Mi hanno confidato memorie e permesso di visitare l’interno della chiesa che vi mostrerò in un prossimo articolo.

C’è tanto da dire su di essa. La signora Mirella mi accompagna a vedere il camposanto e l’adiacente chiesetta di San Giuseppe, risalente al 1929.

È tutto in miniatura. Molte lapidi sono vecchissime, mentre la chiesetta mostra al suo interno l’altare dedicato al santo e sfoggia un pavimento in ardesia lavorato a mattonelle esagonali nere e grigio perla. E’ ben tenuta ed è stata restaurata recentemente. Pensate: è più piccola di una camera da letto, molto intima e raccolta. Davvero carina!

Il breve sentiero che ci riporta al paese è praticato da gazze che schiamazzano allegre e da qui posso vedere altri scorci di Perallo.

Case e casette tutte attaccate, vicine, a formare un nucleo unito e dall’espressione familiare.

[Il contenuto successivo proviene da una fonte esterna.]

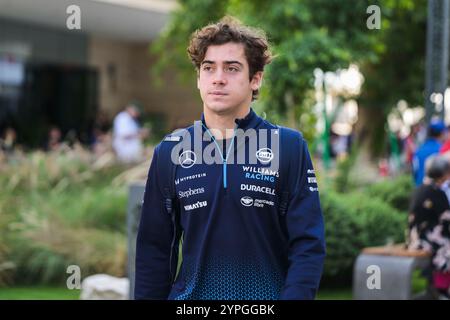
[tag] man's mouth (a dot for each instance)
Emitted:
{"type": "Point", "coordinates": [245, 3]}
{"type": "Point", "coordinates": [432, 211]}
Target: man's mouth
{"type": "Point", "coordinates": [218, 93]}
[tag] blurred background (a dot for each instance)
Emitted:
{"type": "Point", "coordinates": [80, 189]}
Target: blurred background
{"type": "Point", "coordinates": [361, 79]}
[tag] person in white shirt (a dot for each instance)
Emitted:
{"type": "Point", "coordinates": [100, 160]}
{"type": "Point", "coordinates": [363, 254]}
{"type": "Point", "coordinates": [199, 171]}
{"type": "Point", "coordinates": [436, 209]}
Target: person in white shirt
{"type": "Point", "coordinates": [127, 135]}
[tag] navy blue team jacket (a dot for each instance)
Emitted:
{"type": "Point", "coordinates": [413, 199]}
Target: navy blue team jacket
{"type": "Point", "coordinates": [236, 245]}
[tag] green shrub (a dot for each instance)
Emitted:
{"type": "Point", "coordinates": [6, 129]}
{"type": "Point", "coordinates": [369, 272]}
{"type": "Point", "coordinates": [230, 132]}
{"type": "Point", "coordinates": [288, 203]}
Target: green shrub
{"type": "Point", "coordinates": [352, 222]}
{"type": "Point", "coordinates": [60, 209]}
{"type": "Point", "coordinates": [396, 192]}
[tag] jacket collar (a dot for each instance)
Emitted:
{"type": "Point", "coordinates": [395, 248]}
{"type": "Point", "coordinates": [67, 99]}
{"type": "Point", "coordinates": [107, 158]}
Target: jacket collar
{"type": "Point", "coordinates": [251, 120]}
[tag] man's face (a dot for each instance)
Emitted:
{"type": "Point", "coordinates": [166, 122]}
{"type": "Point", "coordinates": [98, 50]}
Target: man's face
{"type": "Point", "coordinates": [223, 78]}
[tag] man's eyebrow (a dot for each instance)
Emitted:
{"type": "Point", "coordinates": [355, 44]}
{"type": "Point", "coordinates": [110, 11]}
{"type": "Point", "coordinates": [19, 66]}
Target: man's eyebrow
{"type": "Point", "coordinates": [225, 62]}
{"type": "Point", "coordinates": [233, 61]}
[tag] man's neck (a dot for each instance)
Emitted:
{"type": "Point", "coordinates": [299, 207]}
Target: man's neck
{"type": "Point", "coordinates": [223, 125]}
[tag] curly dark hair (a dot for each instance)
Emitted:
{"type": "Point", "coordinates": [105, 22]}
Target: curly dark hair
{"type": "Point", "coordinates": [229, 29]}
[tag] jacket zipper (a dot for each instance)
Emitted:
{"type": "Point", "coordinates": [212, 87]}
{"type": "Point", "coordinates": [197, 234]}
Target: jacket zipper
{"type": "Point", "coordinates": [224, 160]}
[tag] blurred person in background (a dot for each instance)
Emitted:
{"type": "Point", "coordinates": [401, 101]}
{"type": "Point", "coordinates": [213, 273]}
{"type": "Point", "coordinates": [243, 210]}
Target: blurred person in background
{"type": "Point", "coordinates": [432, 145]}
{"type": "Point", "coordinates": [128, 135]}
{"type": "Point", "coordinates": [429, 222]}
{"type": "Point", "coordinates": [410, 146]}
{"type": "Point", "coordinates": [54, 140]}
{"type": "Point", "coordinates": [8, 141]}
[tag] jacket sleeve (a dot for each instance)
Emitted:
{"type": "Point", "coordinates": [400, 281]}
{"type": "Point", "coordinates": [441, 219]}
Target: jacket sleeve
{"type": "Point", "coordinates": [154, 239]}
{"type": "Point", "coordinates": [305, 226]}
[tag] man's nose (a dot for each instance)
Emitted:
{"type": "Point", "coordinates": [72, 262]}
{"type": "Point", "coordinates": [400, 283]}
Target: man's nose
{"type": "Point", "coordinates": [219, 77]}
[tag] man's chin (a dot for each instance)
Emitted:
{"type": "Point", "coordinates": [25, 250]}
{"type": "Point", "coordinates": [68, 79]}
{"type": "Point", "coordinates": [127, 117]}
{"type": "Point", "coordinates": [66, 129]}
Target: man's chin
{"type": "Point", "coordinates": [220, 108]}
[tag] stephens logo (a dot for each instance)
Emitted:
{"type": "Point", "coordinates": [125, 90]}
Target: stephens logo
{"type": "Point", "coordinates": [264, 155]}
{"type": "Point", "coordinates": [187, 159]}
{"type": "Point", "coordinates": [247, 201]}
{"type": "Point", "coordinates": [190, 192]}
{"type": "Point", "coordinates": [193, 206]}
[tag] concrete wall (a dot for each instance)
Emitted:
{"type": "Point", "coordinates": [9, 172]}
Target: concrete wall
{"type": "Point", "coordinates": [41, 44]}
{"type": "Point", "coordinates": [125, 74]}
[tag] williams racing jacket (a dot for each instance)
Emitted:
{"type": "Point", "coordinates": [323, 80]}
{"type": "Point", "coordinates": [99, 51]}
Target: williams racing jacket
{"type": "Point", "coordinates": [250, 230]}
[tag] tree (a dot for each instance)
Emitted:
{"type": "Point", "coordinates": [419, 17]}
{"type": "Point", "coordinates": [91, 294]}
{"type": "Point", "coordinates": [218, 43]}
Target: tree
{"type": "Point", "coordinates": [309, 34]}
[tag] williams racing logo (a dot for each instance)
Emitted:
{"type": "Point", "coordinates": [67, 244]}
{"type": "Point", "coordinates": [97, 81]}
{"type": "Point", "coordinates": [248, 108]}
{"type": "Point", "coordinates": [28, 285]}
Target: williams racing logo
{"type": "Point", "coordinates": [264, 155]}
{"type": "Point", "coordinates": [259, 203]}
{"type": "Point", "coordinates": [187, 159]}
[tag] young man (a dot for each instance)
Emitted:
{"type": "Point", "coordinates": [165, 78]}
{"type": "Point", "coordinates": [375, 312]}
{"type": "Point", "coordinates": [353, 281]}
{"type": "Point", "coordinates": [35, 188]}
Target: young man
{"type": "Point", "coordinates": [250, 229]}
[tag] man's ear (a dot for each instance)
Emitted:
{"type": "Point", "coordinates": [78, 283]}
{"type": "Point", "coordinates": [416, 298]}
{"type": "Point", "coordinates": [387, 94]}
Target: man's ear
{"type": "Point", "coordinates": [198, 80]}
{"type": "Point", "coordinates": [256, 80]}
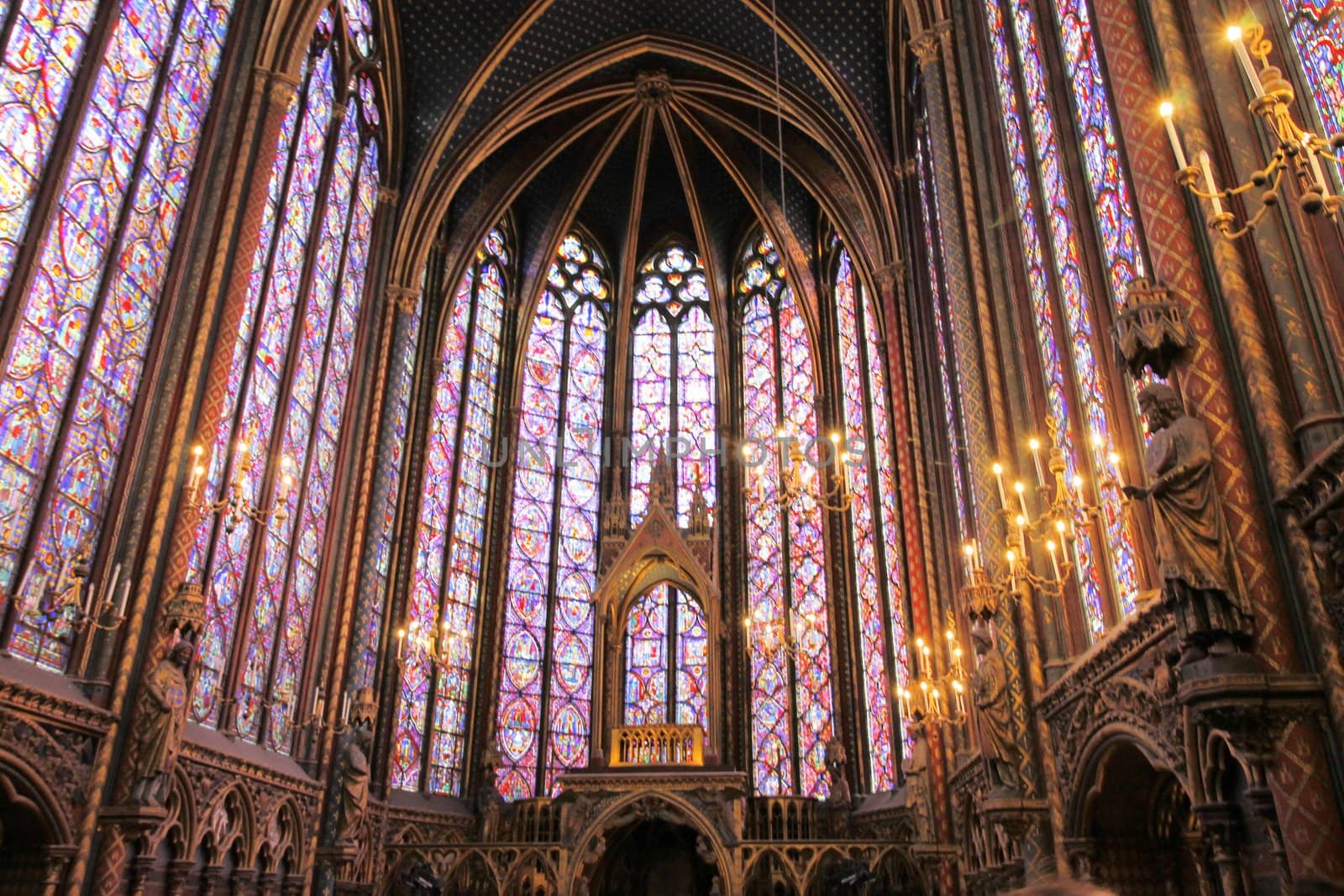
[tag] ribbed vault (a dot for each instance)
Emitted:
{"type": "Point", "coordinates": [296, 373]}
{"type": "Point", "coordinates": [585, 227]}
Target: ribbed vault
{"type": "Point", "coordinates": [635, 120]}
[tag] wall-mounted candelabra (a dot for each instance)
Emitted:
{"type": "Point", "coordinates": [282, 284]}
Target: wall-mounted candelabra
{"type": "Point", "coordinates": [233, 504]}
{"type": "Point", "coordinates": [1297, 150]}
{"type": "Point", "coordinates": [799, 477]}
{"type": "Point", "coordinates": [441, 647]}
{"type": "Point", "coordinates": [929, 696]}
{"type": "Point", "coordinates": [780, 636]}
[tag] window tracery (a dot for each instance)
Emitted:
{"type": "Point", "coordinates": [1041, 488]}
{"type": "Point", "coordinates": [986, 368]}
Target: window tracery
{"type": "Point", "coordinates": [286, 396]}
{"type": "Point", "coordinates": [101, 251]}
{"type": "Point", "coordinates": [874, 520]}
{"type": "Point", "coordinates": [544, 705]}
{"type": "Point", "coordinates": [445, 589]}
{"type": "Point", "coordinates": [792, 712]}
{"type": "Point", "coordinates": [1097, 409]}
{"type": "Point", "coordinates": [667, 656]}
{"type": "Point", "coordinates": [674, 379]}
{"type": "Point", "coordinates": [1317, 29]}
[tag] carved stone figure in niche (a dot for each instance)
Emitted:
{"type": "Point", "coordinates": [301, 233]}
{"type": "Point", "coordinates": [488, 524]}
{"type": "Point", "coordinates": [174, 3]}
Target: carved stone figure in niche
{"type": "Point", "coordinates": [354, 768]}
{"type": "Point", "coordinates": [990, 692]}
{"type": "Point", "coordinates": [490, 804]}
{"type": "Point", "coordinates": [1194, 547]}
{"type": "Point", "coordinates": [158, 727]}
{"type": "Point", "coordinates": [837, 763]}
{"type": "Point", "coordinates": [916, 766]}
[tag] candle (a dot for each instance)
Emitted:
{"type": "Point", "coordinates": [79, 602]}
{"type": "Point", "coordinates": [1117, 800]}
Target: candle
{"type": "Point", "coordinates": [1209, 181]}
{"type": "Point", "coordinates": [1166, 112]}
{"type": "Point", "coordinates": [1035, 456]}
{"type": "Point", "coordinates": [109, 595]}
{"type": "Point", "coordinates": [1316, 164]}
{"type": "Point", "coordinates": [1234, 34]}
{"type": "Point", "coordinates": [999, 479]}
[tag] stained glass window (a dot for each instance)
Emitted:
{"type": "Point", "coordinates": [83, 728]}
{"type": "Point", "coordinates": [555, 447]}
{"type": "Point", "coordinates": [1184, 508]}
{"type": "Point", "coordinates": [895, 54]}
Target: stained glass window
{"type": "Point", "coordinates": [369, 622]}
{"type": "Point", "coordinates": [286, 396]}
{"type": "Point", "coordinates": [874, 520]}
{"type": "Point", "coordinates": [445, 590]}
{"type": "Point", "coordinates": [667, 660]}
{"type": "Point", "coordinates": [100, 254]}
{"type": "Point", "coordinates": [786, 584]}
{"type": "Point", "coordinates": [948, 374]}
{"type": "Point", "coordinates": [1317, 27]}
{"type": "Point", "coordinates": [1077, 304]}
{"type": "Point", "coordinates": [674, 379]}
{"type": "Point", "coordinates": [544, 705]}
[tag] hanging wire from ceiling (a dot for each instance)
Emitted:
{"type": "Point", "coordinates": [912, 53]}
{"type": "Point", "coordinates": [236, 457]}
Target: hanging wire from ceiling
{"type": "Point", "coordinates": [779, 101]}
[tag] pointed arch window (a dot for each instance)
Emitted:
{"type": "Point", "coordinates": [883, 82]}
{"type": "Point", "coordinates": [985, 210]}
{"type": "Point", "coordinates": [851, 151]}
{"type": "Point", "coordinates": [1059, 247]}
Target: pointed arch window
{"type": "Point", "coordinates": [874, 520]}
{"type": "Point", "coordinates": [792, 711]}
{"type": "Point", "coordinates": [286, 398]}
{"type": "Point", "coordinates": [1317, 29]}
{"type": "Point", "coordinates": [1085, 443]}
{"type": "Point", "coordinates": [674, 379]}
{"type": "Point", "coordinates": [667, 660]}
{"type": "Point", "coordinates": [80, 305]}
{"type": "Point", "coordinates": [546, 674]}
{"type": "Point", "coordinates": [445, 590]}
{"type": "Point", "coordinates": [387, 488]}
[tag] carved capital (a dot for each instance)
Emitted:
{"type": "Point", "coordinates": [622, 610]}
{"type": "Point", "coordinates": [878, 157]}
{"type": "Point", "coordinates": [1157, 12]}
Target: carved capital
{"type": "Point", "coordinates": [654, 87]}
{"type": "Point", "coordinates": [927, 47]}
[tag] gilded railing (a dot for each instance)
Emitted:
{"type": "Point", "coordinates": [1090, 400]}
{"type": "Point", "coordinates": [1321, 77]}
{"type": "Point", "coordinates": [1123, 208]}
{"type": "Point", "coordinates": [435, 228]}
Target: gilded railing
{"type": "Point", "coordinates": [658, 746]}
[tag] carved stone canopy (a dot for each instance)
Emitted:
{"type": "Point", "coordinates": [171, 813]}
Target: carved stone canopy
{"type": "Point", "coordinates": [656, 553]}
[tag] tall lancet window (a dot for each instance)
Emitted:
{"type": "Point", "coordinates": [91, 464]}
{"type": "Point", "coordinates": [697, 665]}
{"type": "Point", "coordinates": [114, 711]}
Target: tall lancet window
{"type": "Point", "coordinates": [445, 590]}
{"type": "Point", "coordinates": [786, 582]}
{"type": "Point", "coordinates": [874, 520]}
{"type": "Point", "coordinates": [1085, 443]}
{"type": "Point", "coordinates": [286, 396]}
{"type": "Point", "coordinates": [87, 237]}
{"type": "Point", "coordinates": [546, 674]}
{"type": "Point", "coordinates": [1317, 27]}
{"type": "Point", "coordinates": [387, 490]}
{"type": "Point", "coordinates": [674, 379]}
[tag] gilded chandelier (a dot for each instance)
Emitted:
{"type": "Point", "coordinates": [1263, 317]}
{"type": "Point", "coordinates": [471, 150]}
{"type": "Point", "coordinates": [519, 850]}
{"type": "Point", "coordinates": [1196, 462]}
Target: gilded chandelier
{"type": "Point", "coordinates": [233, 504]}
{"type": "Point", "coordinates": [1297, 150]}
{"type": "Point", "coordinates": [799, 477]}
{"type": "Point", "coordinates": [932, 698]}
{"type": "Point", "coordinates": [1052, 528]}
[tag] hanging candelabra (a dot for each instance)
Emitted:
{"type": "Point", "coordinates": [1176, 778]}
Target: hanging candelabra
{"type": "Point", "coordinates": [799, 477]}
{"type": "Point", "coordinates": [1053, 530]}
{"type": "Point", "coordinates": [441, 647]}
{"type": "Point", "coordinates": [932, 698]}
{"type": "Point", "coordinates": [233, 504]}
{"type": "Point", "coordinates": [774, 637]}
{"type": "Point", "coordinates": [1296, 149]}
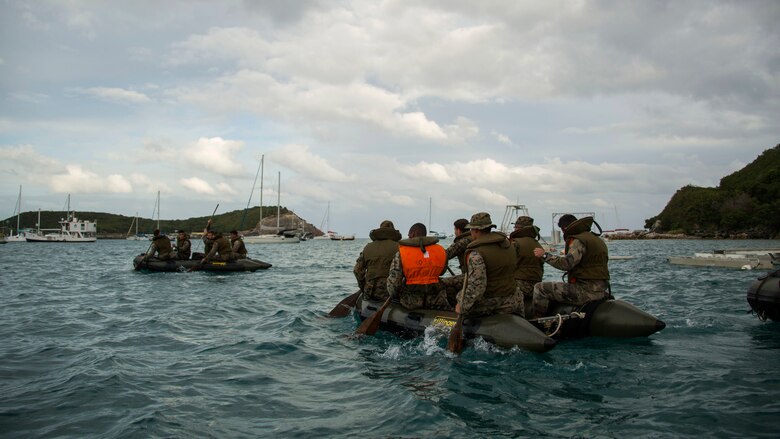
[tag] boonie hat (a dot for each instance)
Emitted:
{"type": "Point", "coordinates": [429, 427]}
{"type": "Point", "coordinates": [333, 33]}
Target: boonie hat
{"type": "Point", "coordinates": [523, 221]}
{"type": "Point", "coordinates": [480, 221]}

Il forno, pur essendo della signora Mirella, viene utilizzato anche da altri ed è simpatico da vedere. Ha una forma particolare e sulla facciata principale si legge appunto la scritta “forno” in stampatello ricoperta dalla nera fuliggine.

Il silenzio e la quiete regnano sovrani interrotti di tanto in tanto da qualche uccello o insetto per nulla fastidioso. Ci sono le rondini a volare nel cielo, qualcuna ha fatto il nido, proprio sotto il porticato della vecchia scuola, ma oggi, vista la stagione, è rimasto ormai vuoto.

Per giungere a Perallo occorre arrivare a Molini da Taggia, ma anziché proseguire per Triora, all’inizio del paese bisogna svoltare a sinistra in direzione del campo sportivo, imboccando la carrozzabile che conduce a Colle Melosa e a San Giovanni dei Prati. Si segue la strada che sale e, dopo qualche curva, ecco un tornate con l’insegna che riporta il nome del villaggio protagonista di questo articolo. Dalla strada non si scorgono le case, ma il cartello non si può non notare.

La piacevole atmosfera che si respira qui mi obbliga a soffrire leggermente nel momento in cui devo andare via. Ho incontrato tanta disponibilità, cordialità e umanità. Per non parlare della natura, così vicina qui a Perallo da incidere nei cuori la sua linfa vitale. Uno splendore.

Siamo alle appendici del Monte Stornina in un paesino tanto minuto quanto invece grande è la sua storia e la sua gente, che lo vive ancora nei propri ritorni al passato.

Gente che, ancora bambina, mungeva mucche e portava secchi pieni di latte a Molini, a piedi, e che con il mulo scendeva fino a Taggia trasportando materiale adatto alla creazione di orti. Qui a Perallo c’erano stalle molto grandi, un tempo, ed erano piene di animali da lavoro, i quali affiancavano l’uomo nel suo quotidiano. Di queste bestiole oggi non è rimasta traccia, tuttavia posso dire di averle conosciute attraverso le parole di Augusto e il ricordo della mula di suo nonno. Era intelligentissima: sapeva bene, a ogni metro di strada che percorreva, dove doversi mettere per far passare la vecchia corriera senza che questa potesse scontrare il carico straripante che si portava appresso. Quest’asina, quindi, sapeva considerare quanto spazio occupava per strada il suo trasporto, che fuoriusciva lateralmente dai suoi fianchi! Vi rendete conto?

Ora devo fare ritorno in tana, ma i miei tre nuovi amici mi hanno invitato a tornare e io non vedo l’ora. Eccoli, i tre guardiani di Perallo: persone squisite della mia Valle che mi hanno regalato una giornata fantastica. Grazie di cuore!

Da sinistra Augusto Mirto, Mirella Nocerini e Anna Mapelli.